Insurance with a cash value portion of the premium will not be credited to an account associated with your policy. The money is not yours ... This is the exclusive property of the insurance company. If you cancel your contract and request a refund, we will return the money to you. Otherwise, you have more options:

1 Use the value of money, buy more insurance
Two. Use the value of money to pay premiums on existing
Three. You can borrow money at interest
April. When you die, the insurance company keeps the cash value and pay only the face value of the insurance policy.

So make the cash value of the product make sense? My answer is "NO!"

Surrender value of life insurance, there are many other names, such as:

- Whole Life
- Universal Life
- Variable life
- Interest-sensitive life
- Life is not involved (excluding dividends)
- Participating Life (dividends)

Many insurance agents and companies trying to sell their products as an investment product. But the expression value for money is not an investment. Investment dollars and insurance premiums should not be combined in a single product. And more investment dollars should be invested in an insurance company. They are the intermediaries. You take your investment and invest and keep the difference.

Think about the methods being used by agents to sell life insurance, and compare them with any insurance any other kind What you see is what life insurance sales tactics and techniques are ridiculous compared to other insurance companies.
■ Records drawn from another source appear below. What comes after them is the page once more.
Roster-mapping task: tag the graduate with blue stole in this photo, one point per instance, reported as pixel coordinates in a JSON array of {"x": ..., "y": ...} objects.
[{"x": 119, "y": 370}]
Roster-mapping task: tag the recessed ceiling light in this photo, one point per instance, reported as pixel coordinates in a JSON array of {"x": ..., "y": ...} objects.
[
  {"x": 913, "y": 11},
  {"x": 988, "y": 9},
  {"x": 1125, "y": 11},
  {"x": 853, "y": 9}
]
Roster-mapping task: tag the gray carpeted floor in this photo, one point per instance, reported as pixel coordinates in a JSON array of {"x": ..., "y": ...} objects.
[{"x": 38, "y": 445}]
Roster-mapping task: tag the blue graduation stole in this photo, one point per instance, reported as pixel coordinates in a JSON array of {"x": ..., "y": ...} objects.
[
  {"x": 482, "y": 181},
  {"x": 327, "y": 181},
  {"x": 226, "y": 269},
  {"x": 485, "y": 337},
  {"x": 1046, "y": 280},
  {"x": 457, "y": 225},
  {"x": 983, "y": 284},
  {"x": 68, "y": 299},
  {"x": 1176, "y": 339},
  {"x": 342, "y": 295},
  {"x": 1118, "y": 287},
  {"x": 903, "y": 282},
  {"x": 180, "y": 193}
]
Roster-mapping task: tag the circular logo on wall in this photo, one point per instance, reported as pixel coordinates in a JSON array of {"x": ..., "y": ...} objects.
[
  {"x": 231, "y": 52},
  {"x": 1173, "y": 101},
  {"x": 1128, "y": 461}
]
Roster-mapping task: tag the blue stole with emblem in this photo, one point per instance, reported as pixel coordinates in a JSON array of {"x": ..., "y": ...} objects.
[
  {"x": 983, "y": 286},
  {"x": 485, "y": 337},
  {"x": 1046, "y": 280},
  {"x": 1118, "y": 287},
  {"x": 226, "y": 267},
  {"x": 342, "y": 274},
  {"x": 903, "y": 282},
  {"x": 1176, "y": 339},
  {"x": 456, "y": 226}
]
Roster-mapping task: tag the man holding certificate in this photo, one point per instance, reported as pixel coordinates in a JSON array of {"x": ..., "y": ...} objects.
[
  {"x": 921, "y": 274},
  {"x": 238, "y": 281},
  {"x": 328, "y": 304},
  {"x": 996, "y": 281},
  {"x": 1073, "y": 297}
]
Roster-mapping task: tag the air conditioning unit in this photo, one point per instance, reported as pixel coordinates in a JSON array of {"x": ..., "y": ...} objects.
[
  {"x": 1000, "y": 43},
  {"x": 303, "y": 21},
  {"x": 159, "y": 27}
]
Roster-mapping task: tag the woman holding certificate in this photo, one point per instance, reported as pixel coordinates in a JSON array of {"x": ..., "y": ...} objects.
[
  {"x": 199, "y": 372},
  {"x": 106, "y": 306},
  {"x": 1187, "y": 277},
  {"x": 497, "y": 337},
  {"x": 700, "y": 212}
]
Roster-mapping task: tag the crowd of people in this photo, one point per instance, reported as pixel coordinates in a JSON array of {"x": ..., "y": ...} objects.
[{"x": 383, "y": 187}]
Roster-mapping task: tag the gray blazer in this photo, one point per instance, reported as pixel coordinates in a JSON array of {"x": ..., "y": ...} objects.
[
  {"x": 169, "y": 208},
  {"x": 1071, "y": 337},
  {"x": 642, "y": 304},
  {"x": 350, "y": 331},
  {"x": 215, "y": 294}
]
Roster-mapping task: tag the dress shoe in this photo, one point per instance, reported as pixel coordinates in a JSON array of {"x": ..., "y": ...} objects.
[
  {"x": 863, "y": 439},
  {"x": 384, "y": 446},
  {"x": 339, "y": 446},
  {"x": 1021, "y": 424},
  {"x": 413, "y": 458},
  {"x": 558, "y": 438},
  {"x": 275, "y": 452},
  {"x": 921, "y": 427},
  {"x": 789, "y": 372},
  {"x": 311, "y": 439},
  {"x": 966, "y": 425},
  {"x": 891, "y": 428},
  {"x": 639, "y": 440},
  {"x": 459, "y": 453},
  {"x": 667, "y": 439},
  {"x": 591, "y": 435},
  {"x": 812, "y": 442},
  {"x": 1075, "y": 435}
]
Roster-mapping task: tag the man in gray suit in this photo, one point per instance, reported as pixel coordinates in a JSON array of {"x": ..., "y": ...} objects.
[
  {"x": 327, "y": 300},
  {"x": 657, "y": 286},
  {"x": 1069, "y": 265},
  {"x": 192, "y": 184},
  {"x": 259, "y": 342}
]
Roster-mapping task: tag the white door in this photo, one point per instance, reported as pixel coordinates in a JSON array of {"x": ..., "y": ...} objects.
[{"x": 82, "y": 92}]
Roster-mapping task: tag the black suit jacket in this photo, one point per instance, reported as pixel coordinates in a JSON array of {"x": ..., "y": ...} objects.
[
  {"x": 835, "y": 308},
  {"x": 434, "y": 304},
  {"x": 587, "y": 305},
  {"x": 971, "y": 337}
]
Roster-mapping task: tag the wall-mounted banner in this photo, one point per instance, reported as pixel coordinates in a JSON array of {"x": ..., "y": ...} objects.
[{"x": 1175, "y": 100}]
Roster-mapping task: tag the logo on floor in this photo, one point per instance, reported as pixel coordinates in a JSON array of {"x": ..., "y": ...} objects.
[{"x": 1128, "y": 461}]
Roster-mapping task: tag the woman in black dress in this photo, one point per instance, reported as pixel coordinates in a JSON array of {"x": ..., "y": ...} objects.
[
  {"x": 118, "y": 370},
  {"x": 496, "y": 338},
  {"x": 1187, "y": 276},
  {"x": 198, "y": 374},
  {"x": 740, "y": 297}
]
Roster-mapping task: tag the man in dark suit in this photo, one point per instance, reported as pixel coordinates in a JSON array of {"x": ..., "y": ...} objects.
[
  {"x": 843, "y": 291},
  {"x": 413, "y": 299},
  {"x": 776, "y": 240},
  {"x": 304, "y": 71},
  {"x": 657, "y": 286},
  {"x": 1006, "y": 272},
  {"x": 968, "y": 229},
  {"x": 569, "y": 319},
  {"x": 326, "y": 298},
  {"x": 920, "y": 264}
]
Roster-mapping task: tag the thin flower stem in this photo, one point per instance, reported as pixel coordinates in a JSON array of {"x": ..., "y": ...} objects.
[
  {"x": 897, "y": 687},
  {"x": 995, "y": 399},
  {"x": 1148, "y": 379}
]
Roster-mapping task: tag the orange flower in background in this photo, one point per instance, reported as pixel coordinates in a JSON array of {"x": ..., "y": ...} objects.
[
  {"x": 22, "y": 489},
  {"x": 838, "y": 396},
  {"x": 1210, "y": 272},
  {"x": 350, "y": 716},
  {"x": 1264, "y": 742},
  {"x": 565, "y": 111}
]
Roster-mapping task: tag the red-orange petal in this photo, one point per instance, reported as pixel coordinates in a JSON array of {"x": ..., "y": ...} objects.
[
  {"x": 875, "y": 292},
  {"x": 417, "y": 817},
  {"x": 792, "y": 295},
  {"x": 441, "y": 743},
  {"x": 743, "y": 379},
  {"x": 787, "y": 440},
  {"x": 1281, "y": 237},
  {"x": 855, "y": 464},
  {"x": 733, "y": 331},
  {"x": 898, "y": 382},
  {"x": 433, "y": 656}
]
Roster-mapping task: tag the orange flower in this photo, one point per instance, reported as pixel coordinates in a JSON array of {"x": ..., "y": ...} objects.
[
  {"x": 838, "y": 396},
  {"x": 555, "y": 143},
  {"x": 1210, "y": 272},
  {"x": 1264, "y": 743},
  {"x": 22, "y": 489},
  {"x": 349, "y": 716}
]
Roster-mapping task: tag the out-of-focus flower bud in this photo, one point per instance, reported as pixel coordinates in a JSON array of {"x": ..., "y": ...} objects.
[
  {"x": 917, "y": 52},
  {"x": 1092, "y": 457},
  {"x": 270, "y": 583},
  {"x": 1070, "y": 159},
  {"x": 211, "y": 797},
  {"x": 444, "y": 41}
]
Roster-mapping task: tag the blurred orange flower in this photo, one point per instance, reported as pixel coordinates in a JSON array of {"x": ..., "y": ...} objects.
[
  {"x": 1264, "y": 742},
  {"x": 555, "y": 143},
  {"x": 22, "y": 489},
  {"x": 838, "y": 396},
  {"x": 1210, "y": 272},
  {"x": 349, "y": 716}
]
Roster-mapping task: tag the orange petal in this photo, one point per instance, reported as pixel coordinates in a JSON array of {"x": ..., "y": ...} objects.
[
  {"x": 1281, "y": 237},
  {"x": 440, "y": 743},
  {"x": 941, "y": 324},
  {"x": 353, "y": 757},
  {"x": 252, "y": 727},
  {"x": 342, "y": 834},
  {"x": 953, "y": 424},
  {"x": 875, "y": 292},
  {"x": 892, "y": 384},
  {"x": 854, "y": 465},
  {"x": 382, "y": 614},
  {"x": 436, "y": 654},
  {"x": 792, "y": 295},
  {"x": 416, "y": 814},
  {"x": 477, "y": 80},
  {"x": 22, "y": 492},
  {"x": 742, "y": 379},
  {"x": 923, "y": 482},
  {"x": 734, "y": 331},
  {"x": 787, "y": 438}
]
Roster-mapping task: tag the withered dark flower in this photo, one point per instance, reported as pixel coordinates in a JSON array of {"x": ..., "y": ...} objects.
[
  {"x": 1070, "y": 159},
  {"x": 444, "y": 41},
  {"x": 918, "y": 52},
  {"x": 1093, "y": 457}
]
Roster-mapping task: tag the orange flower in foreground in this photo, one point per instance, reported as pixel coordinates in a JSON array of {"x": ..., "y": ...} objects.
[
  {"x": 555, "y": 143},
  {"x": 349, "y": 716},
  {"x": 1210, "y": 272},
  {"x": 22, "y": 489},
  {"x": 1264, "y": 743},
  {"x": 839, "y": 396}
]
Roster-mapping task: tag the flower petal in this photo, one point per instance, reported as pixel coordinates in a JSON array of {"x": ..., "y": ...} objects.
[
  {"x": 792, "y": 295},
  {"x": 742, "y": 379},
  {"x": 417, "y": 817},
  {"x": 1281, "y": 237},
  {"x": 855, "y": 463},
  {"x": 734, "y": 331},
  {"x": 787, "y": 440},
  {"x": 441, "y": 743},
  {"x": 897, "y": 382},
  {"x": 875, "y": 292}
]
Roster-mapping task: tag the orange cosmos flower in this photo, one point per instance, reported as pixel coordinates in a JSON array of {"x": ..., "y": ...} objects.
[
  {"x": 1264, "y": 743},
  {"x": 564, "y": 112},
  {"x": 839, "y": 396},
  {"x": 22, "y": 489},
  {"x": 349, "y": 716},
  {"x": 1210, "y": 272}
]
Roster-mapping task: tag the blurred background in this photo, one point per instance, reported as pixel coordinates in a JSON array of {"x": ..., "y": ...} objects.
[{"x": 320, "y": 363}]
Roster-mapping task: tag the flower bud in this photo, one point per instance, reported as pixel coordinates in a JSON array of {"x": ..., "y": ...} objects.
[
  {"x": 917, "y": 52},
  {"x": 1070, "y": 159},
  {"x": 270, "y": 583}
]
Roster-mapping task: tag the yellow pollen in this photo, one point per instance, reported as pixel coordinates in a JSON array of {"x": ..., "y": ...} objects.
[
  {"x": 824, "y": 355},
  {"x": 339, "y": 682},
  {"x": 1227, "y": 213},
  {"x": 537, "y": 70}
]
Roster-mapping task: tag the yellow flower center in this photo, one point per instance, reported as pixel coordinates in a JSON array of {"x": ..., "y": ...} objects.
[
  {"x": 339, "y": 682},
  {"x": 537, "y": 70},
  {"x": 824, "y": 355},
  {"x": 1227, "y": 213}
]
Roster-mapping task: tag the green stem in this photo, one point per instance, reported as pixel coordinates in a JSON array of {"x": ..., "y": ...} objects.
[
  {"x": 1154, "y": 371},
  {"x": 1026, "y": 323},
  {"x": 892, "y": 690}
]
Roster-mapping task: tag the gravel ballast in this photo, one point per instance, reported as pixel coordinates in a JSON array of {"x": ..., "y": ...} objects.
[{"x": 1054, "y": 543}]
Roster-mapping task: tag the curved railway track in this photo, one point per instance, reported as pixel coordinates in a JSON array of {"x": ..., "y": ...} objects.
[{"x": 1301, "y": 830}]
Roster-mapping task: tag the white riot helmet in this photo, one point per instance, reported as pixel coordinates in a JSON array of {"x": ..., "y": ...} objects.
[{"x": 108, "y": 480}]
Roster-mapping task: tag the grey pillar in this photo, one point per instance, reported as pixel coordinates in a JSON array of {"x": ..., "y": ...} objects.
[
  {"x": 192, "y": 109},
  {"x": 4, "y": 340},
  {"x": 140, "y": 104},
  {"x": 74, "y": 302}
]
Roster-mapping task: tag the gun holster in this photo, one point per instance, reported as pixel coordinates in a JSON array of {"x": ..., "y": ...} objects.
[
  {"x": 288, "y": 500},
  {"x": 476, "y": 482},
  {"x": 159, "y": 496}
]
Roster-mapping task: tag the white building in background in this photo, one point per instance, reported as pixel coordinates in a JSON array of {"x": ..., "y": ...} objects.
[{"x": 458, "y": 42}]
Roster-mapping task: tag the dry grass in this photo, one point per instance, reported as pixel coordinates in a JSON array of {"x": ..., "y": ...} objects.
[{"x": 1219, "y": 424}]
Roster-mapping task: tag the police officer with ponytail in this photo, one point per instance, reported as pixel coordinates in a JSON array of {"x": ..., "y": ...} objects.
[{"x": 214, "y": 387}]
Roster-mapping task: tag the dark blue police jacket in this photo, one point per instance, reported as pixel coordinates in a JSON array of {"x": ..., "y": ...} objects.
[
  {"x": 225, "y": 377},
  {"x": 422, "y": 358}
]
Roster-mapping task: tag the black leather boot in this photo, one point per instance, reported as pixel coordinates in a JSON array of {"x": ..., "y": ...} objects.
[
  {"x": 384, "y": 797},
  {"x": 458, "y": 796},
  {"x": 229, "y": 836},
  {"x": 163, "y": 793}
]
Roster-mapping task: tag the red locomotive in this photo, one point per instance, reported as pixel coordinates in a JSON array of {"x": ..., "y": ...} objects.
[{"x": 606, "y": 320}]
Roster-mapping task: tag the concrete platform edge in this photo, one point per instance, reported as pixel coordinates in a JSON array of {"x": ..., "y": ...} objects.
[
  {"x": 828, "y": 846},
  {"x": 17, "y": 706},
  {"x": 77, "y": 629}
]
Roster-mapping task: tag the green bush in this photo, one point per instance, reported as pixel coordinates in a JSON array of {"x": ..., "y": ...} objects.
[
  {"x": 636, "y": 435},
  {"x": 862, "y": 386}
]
Would you consider buying a car insurance or insurance or insurance in which you have paid additional premium support from the insurance company, or you have to meet them? But curiously, have a life insurance agent was a great success, to convince intelligent people that the cash value of life insurance is to buy a good product.

Care to guess why insurance agent sells insurance cash value and aggressively prevents temporary insurance?
 
Commissions.

Insurance companies have become immensely rich insurance cash value. Thus, in order to promote sales, they pay huge commissions. Of long-term insurance costs can vary from 10% to 50%, sometimes even 100%. However, cash value insurance commissions of up to 100% of the premium for the first year and renewal commissions can be beautiful for years after.
But not only the commission that counts. Rewards also come into play term life insurance is much cheaper than cash value insurance.

Here is an example of a 30 year old man, Non smoking, buying $ 100,000 coverage:

Term life insurance is $ 0.50 per mile for a premium of 50.00 USD. A 100% commission, the commission would be $ 50.00.

Actuarial present value is $ 12.50 per thousand for a price of $ 1,250.00. A 100% commission, the commission would be $ 1,250.00.

So you see, it would be for an agent to place their own future financial well-being of its customers easy. It is 25 long-term policy for the same board to sell, that only a policy of monetary value.

But in my opinion, that the officer had violated his duty of loyalty to the client, it is the duty of placing the client's needs above you. The agent will also put aside their conscience.

My opinion is that life insurance agents to work from any of three positions:

1 Ignorance - they do not know how insurance cash value.
Two. Greed - know exactly how the cash value of the insurance and sell anyway.
Three. Knowledge and work - that care to sell.

What do you want to do the business agent?

How do I know? Because I was selling life insurance cash value at the beginning of my career.

When I started as an insurance agent in 1973, I knew absolutely nothing about how life works. The insurance company told me discourage sell life insurance and long term care insurance to customers. But after a while of reading and research, I learned that the insurance cash value is a bad thing. I started selling long-term care only. I refused to let go of my conscience. I went back to some customers and changed their original cash value of the policy over time.


The insurance company took me to this decision.

I found a new insurance, temporary and also pay high commissions to sell insurance. I made a good living from the sale of long-term care, so I know it can be done.

So how do you buy life insurance, please take the advice of a former agent. Never, never, never buy life insurance cash value. Buy a risk insurance.